The competition intention with Alibaba is obvious. The recent competitions between two parties can refer the below Table 4.3.1. Both companies also start to make acquisitions in small areas and ready for a head-to-head competition (Gittleson, 2014). Tencent doesn’t need to worry about the money since the company did IPO right early in 2004 in Hong Kong Stock Exchange; the stock price is HK$578 on 18th, March, 2014 which is 156 times more compared to 10 years ago (Yu, 2014). Hence, Alibaba needs to find the money support and start this” one of the most expensive competitions in online history.” said by Kim Gittleson from BBC news.
E-commerce platforms in B2B,
B2C and C2C markets.
(Taobao, TMall, Alipay)
Instant message platform.
1. During Chinese New Year, Tencent launched a mobile payment service that users can send or receive the money of red packet on line; it gave a warning to Alibaba’s Alipay (Gittleson, 2014).
2. The competition in mobile app for calling taxis (Alibaba’s Kuaidi v.s. Tencent’s Didi). The app not only can call cabs but also can tip for the ride. It is estimated that both parties pay more than $3 billion to subsidize it (Tong, 2014). 3. In the end of 2013, Alibaba launched one messaging application called “LaiWang” and tried to compete with Tencent’s “WeChat”
As we can find out from the previous chapters, Alibaba is a market leader and dominance Chinese e-commerce markets over ten years. Due to its large market share, innovation power and strong website function, no one is able to challenge its leading positions. However, in recent years, internet users start to change their using ways via the booming mobile phones.

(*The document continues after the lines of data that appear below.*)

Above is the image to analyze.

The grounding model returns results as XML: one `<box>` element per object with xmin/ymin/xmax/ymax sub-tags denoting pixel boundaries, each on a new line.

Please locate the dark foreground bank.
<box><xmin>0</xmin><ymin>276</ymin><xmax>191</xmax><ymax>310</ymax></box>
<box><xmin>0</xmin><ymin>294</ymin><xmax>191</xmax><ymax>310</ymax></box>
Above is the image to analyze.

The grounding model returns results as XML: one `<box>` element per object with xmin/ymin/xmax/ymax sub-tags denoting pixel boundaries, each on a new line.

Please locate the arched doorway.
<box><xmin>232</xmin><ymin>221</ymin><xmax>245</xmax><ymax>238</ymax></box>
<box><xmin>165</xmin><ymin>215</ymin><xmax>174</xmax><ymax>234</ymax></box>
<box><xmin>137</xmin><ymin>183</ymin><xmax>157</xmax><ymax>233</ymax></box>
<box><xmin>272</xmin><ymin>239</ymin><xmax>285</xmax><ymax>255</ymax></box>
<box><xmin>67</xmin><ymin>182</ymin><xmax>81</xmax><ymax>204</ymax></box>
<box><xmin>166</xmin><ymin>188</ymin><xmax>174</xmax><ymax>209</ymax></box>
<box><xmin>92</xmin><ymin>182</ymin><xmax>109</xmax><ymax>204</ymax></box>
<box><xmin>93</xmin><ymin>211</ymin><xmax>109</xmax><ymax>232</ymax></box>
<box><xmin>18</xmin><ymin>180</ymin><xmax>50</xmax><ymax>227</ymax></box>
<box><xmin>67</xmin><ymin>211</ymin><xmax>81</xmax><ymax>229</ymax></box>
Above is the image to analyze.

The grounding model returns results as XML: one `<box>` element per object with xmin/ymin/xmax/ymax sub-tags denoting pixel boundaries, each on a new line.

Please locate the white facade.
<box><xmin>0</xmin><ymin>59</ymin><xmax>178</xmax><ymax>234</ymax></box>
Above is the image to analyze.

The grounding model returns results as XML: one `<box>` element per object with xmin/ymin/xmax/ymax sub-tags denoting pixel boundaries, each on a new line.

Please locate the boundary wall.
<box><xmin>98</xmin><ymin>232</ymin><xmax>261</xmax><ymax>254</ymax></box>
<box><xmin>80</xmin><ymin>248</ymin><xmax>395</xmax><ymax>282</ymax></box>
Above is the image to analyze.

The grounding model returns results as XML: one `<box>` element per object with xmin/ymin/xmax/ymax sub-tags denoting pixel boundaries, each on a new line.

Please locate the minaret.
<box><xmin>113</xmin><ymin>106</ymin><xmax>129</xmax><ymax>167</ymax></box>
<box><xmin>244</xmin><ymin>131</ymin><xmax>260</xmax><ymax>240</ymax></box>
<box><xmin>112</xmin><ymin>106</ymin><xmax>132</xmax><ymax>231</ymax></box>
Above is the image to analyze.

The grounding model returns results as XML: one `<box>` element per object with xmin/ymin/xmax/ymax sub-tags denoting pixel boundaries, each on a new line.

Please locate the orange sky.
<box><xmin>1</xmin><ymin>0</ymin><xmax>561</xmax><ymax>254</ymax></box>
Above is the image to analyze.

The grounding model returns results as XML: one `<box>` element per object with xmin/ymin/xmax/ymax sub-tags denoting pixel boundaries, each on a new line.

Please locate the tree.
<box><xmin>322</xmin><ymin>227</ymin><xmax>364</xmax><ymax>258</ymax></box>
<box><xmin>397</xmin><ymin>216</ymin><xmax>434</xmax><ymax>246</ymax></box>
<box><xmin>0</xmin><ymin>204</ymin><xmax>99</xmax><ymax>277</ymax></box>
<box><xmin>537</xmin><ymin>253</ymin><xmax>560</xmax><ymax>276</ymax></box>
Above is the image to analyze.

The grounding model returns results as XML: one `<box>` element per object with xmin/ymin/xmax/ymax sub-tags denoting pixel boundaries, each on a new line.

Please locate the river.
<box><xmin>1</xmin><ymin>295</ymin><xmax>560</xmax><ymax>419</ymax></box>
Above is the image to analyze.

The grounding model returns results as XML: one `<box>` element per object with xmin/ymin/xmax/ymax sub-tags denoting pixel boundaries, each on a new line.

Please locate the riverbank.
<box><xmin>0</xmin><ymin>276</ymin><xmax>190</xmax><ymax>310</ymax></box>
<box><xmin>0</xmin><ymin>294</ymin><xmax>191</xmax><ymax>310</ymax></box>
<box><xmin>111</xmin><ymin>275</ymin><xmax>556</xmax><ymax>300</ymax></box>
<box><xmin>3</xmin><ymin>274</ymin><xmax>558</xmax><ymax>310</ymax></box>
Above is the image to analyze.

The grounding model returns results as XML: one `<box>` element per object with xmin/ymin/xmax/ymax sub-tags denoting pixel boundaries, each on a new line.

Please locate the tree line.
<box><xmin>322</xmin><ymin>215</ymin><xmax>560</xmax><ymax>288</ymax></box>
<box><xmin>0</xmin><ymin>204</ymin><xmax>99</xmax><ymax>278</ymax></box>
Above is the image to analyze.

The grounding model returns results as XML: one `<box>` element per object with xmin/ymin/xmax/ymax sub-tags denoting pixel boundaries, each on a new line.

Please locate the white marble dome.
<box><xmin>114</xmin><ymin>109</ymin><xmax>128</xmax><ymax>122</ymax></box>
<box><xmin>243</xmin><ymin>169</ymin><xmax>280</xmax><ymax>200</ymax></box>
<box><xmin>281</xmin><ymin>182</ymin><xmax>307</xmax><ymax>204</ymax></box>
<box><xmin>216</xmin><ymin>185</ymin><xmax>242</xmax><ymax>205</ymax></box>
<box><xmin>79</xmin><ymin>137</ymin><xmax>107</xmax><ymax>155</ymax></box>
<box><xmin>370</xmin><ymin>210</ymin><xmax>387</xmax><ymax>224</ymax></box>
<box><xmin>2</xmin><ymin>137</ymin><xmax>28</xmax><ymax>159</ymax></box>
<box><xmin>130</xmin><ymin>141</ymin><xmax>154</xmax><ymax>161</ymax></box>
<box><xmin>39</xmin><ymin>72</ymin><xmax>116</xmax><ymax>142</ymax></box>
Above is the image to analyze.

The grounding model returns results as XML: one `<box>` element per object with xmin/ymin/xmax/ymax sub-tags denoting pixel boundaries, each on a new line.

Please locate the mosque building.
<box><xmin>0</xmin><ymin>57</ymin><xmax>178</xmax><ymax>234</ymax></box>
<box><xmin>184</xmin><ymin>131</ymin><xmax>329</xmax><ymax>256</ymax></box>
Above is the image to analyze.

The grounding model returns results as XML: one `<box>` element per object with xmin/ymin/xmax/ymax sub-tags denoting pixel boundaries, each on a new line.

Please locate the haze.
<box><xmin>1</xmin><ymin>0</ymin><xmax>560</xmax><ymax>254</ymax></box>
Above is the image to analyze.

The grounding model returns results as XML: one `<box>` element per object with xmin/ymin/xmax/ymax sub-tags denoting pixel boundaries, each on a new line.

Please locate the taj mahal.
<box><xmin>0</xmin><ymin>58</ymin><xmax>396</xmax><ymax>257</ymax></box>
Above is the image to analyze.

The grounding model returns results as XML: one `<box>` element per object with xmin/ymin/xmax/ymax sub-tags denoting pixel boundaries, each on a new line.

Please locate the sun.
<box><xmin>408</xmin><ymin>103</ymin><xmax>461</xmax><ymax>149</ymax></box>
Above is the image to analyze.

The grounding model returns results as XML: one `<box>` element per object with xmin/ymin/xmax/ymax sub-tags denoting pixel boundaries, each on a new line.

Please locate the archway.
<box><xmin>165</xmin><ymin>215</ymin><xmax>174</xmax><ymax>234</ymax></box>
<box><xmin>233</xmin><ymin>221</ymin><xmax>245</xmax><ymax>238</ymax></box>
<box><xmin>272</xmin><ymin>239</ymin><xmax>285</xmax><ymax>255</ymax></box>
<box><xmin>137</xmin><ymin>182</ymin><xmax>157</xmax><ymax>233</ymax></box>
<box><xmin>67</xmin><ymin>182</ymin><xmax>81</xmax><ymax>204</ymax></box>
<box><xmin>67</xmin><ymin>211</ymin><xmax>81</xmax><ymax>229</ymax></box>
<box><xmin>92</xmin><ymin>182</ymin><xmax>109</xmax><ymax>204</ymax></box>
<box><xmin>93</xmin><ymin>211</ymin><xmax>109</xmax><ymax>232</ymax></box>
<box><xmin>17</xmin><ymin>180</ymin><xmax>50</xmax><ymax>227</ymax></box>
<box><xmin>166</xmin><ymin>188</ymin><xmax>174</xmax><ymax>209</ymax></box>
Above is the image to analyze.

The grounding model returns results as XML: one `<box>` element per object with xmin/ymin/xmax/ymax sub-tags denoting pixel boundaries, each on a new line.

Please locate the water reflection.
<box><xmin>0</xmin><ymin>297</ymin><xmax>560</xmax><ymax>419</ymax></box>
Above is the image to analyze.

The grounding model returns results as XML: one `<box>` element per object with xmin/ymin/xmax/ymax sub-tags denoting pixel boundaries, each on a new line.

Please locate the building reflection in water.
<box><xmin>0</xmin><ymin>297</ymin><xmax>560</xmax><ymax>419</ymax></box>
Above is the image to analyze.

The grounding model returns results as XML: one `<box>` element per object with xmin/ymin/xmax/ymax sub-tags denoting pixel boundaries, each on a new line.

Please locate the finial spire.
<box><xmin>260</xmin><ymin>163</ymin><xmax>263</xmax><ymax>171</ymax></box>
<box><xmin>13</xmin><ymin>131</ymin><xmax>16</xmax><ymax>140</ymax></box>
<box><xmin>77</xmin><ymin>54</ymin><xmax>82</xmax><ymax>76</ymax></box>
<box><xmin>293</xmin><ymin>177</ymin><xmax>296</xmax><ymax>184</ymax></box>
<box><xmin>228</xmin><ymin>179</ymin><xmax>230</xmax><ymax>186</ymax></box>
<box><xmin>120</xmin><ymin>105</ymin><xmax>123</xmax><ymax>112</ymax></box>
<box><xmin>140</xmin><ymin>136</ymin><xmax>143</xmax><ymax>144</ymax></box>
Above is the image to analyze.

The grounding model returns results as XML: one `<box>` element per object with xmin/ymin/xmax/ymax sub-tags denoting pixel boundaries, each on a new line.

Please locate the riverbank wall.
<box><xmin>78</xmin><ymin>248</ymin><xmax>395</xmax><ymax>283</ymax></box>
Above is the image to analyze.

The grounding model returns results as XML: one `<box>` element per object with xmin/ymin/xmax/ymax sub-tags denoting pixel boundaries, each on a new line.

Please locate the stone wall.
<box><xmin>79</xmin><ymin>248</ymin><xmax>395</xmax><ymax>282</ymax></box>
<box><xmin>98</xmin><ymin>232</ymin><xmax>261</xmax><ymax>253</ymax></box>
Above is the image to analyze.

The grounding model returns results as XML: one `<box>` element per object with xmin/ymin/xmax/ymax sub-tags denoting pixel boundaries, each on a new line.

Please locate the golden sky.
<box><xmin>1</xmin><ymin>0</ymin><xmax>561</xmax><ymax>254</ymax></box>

It benefits another giant company Tencent to penetrate Alibaba’s existing markets.
Even though Alibaba has the first-mover advantages in the market, the competition from Tencent doesn’t stop even getting aggressive. From the IPO movement of Alibaba, it can see Alibaba take this competition serious and doesn’t want to lose. Two giants battle for the leading place. The tough and expensive competition with Tencent just started. But, now Alibaba not only need to concern about the domestic competition but also need to make careful actions in global markets due to the IPO. The future of Alibaba is becoming more uncertain since the global markets are adding into the plan and the sever competition keeps going on.